Let us take a close look at both claims side by side. Theoretically, the plan would treat both generic manufacturers the same and the allowed price and the patient copay would not change.

Claim 1 Claim 2
Product (NDC) A B
Qty 180 180
PBM Authorized $ $12.99 $80.20
PBM returned Patient Copay $ $12.99 $60.00

This is obviously not the case, as the second claim was paid at a much higher rate and the patient’s copay was significantly higher as well. In the case of Claim 1, the prescription drug plan appears to have used a different price schedule than in Claim 2.

It is very disappointing when a prescription drug plan blames the pharmacy for this type of situation, and I have been disappointed several times, with one specific plan regularly and unfairly shifting blame to the pharmacy. The general solution that a plan gives the pharmacy is for the pharmacy to use a different manufacturer’s product (NDC) so the patient will get the correct copay. This leaves me flummoxed. Shouldn’t the plan instead simply correct their price schedules so that the claim processes correctly?

At times I wonder who is actually running my pharmacy. Prescription drug plans tell me what I will get paid. By doing this, they force me to purchase the least expensive products. Now, they are telling me to use a more expensive manufacturer’s product so that our mutual patient will get the best price? This puts the pharmacy in a difficult situation.

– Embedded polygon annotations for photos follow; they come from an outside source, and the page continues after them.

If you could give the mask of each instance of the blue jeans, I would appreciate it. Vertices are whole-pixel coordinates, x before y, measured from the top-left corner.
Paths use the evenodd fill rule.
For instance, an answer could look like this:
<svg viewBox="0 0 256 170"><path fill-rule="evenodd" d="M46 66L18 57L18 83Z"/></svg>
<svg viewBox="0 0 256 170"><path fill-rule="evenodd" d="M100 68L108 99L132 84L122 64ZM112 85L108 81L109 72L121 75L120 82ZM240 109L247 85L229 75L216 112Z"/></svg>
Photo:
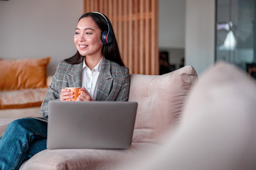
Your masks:
<svg viewBox="0 0 256 170"><path fill-rule="evenodd" d="M47 123L33 118L11 123L0 140L0 169L18 169L22 163L46 149Z"/></svg>

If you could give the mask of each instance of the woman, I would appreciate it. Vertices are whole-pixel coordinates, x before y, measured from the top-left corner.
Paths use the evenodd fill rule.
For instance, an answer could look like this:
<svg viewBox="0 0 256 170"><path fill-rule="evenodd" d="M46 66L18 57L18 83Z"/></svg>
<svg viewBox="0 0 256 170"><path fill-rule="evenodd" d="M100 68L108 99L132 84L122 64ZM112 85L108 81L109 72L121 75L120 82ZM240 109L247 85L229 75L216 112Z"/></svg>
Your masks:
<svg viewBox="0 0 256 170"><path fill-rule="evenodd" d="M80 101L128 100L129 69L124 67L108 18L97 12L82 15L74 42L77 53L59 63L41 105L46 120L50 101L73 98L66 87L82 87ZM0 140L0 169L18 169L25 160L46 149L46 137L44 121L23 118L11 123Z"/></svg>

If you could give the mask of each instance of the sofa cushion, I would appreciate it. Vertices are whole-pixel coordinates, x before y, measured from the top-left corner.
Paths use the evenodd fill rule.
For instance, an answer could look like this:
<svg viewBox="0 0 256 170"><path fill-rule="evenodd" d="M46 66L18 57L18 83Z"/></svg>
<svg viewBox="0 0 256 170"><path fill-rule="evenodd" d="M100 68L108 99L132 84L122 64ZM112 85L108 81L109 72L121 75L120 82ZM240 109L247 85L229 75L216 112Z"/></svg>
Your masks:
<svg viewBox="0 0 256 170"><path fill-rule="evenodd" d="M129 101L138 102L134 142L160 142L178 123L188 92L197 80L191 66L161 76L131 74Z"/></svg>
<svg viewBox="0 0 256 170"><path fill-rule="evenodd" d="M50 59L0 60L0 91L46 87Z"/></svg>
<svg viewBox="0 0 256 170"><path fill-rule="evenodd" d="M139 155L155 147L134 143L127 149L46 149L24 162L19 169L115 169L117 165L132 164Z"/></svg>
<svg viewBox="0 0 256 170"><path fill-rule="evenodd" d="M144 168L128 169L255 169L255 103L256 81L217 63L200 76L179 128L147 159L148 168L140 162Z"/></svg>
<svg viewBox="0 0 256 170"><path fill-rule="evenodd" d="M47 88L0 91L0 109L41 106Z"/></svg>

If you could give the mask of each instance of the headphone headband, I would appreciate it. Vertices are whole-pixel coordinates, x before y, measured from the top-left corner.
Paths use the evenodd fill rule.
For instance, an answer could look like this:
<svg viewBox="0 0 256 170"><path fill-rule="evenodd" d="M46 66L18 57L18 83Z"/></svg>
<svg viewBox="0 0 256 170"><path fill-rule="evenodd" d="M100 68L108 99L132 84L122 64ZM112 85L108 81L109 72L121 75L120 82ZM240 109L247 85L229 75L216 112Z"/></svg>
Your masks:
<svg viewBox="0 0 256 170"><path fill-rule="evenodd" d="M111 28L111 25L109 23L108 20L107 19L107 18L101 13L100 12L92 12L94 13L97 13L100 14L100 16L102 16L105 20L107 21L107 31L103 31L102 33L102 42L104 45L107 45L107 44L110 44L112 41L113 41L113 36L112 36L112 28Z"/></svg>

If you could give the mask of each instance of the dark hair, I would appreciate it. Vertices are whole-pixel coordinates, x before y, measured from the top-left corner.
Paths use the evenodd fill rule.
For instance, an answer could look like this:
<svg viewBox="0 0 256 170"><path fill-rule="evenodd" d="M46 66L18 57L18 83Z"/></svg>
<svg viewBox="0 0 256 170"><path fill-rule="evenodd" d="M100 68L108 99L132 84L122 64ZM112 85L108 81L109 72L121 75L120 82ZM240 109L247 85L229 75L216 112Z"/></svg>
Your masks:
<svg viewBox="0 0 256 170"><path fill-rule="evenodd" d="M105 15L104 15L105 16ZM111 23L108 18L105 16L107 19L109 24L111 25ZM100 14L93 12L86 13L81 16L79 18L78 22L80 19L85 17L91 17L92 20L96 23L99 26L102 32L107 30L107 23L106 20ZM111 25L112 28L112 25ZM113 41L108 45L103 45L102 47L102 55L103 56L110 61L114 62L119 64L120 66L124 66L124 62L121 58L120 52L118 47L118 44L117 39L114 36L114 30L112 30ZM82 62L83 56L80 55L78 51L71 57L65 60L64 61L71 64L77 64Z"/></svg>

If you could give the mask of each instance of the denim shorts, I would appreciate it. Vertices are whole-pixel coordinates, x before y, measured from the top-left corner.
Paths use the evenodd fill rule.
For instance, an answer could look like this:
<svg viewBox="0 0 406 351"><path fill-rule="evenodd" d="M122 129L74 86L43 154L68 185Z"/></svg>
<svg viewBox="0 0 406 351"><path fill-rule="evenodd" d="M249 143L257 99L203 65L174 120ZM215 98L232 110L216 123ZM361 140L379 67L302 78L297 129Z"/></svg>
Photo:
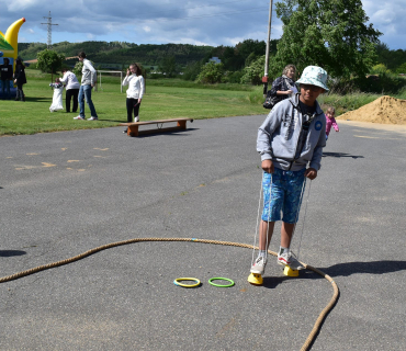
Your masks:
<svg viewBox="0 0 406 351"><path fill-rule="evenodd" d="M301 211L302 190L304 191L304 173L306 169L300 171L283 171L279 168L274 172L263 172L263 211L262 220L294 224L297 222Z"/></svg>

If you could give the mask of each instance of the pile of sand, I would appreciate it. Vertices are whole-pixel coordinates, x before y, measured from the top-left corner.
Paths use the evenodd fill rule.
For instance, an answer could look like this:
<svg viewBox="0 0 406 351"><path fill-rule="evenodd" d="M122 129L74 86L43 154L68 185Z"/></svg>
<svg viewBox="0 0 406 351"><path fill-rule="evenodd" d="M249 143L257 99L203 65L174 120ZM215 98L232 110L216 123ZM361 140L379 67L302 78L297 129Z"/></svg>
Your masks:
<svg viewBox="0 0 406 351"><path fill-rule="evenodd" d="M382 124L406 124L406 100L384 95L356 111L341 114L338 118Z"/></svg>

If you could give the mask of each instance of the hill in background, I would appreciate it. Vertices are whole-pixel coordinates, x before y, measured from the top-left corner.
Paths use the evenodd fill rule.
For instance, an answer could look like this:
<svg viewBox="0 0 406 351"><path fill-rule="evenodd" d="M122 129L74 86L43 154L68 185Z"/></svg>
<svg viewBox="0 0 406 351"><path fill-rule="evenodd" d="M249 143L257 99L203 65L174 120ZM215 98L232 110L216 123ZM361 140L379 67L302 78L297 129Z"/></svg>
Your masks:
<svg viewBox="0 0 406 351"><path fill-rule="evenodd" d="M43 43L19 43L19 56L24 60L35 59L36 54L46 49ZM119 68L131 63L140 63L143 66L158 66L165 57L174 57L181 66L208 59L212 46L195 46L190 44L133 44L124 42L61 42L53 44L53 50L66 57L76 57L84 52L89 59L102 67ZM68 65L75 65L77 59L68 59ZM119 67L117 67L119 66ZM120 67L121 68L121 67Z"/></svg>

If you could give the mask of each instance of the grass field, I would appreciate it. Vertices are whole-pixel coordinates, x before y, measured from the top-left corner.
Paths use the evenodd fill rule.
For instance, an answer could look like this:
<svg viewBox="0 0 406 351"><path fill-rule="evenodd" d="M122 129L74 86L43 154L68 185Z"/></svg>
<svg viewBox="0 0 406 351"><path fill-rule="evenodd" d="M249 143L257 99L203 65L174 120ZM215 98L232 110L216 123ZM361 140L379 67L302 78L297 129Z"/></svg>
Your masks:
<svg viewBox="0 0 406 351"><path fill-rule="evenodd" d="M56 131L101 128L126 122L125 90L120 92L120 77L102 77L102 86L93 91L92 100L99 121L74 121L78 113L49 112L53 90L50 75L26 70L27 84L23 87L25 102L0 100L0 135L35 134ZM256 101L255 87L229 86L206 89L195 83L188 87L181 80L148 80L139 111L142 121L173 117L213 118L236 115L266 114ZM191 88L193 87L193 88ZM229 90L228 90L229 89ZM239 90L236 90L239 89ZM260 92L260 91L259 91ZM253 98L252 98L253 97ZM65 91L64 91L65 106ZM90 111L86 104L86 117Z"/></svg>
<svg viewBox="0 0 406 351"><path fill-rule="evenodd" d="M78 113L49 112L53 90L50 75L27 69L25 102L0 100L0 136L57 131L103 128L126 122L125 90L120 91L120 77L102 77L92 100L99 121L74 121ZM379 94L324 94L318 98L323 109L335 106L337 115L357 110L380 98ZM394 95L406 99L406 91ZM180 79L148 79L139 111L142 121L174 117L216 118L268 113L262 107L262 87L241 84L203 86ZM65 92L64 92L65 105ZM90 117L86 104L86 117Z"/></svg>

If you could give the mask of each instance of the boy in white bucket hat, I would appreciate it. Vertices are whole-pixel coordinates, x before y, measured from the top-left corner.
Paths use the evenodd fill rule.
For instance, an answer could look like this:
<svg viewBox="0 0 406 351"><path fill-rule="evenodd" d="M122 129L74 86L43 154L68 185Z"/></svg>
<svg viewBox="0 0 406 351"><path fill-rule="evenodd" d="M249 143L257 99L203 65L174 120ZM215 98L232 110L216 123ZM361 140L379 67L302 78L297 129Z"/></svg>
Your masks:
<svg viewBox="0 0 406 351"><path fill-rule="evenodd" d="M263 274L274 223L281 219L278 263L293 270L304 269L292 254L290 246L305 177L311 180L317 177L326 146L326 117L316 101L320 93L328 91L326 82L327 72L323 68L306 67L296 81L300 93L277 104L258 129L257 150L261 155L263 170L263 212L259 226L259 254L251 273Z"/></svg>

The plan is quick to tell the patient that if your pharmacy doesn’t use the specific manufacturer’s version of the medication to go to another pharmacy that will, maybe even the plan’s own mail order pharmacy.

Ironically, up to this point, the problem has only manifested with one specific Medicare Prescription Drug Plan. And each time, the plan’s customer service representatives do not mention the patient’s other choice: choose a different Medicare Part D plan.

When faced with challenges like this, it is important for the pharmacist or pharmacy owner to intervene. Work the problem and be sure the patient understands all of their options. Work to overcome the inane obstacles being thrown at the pharmacist, and above all else, Make Every Encounter Count.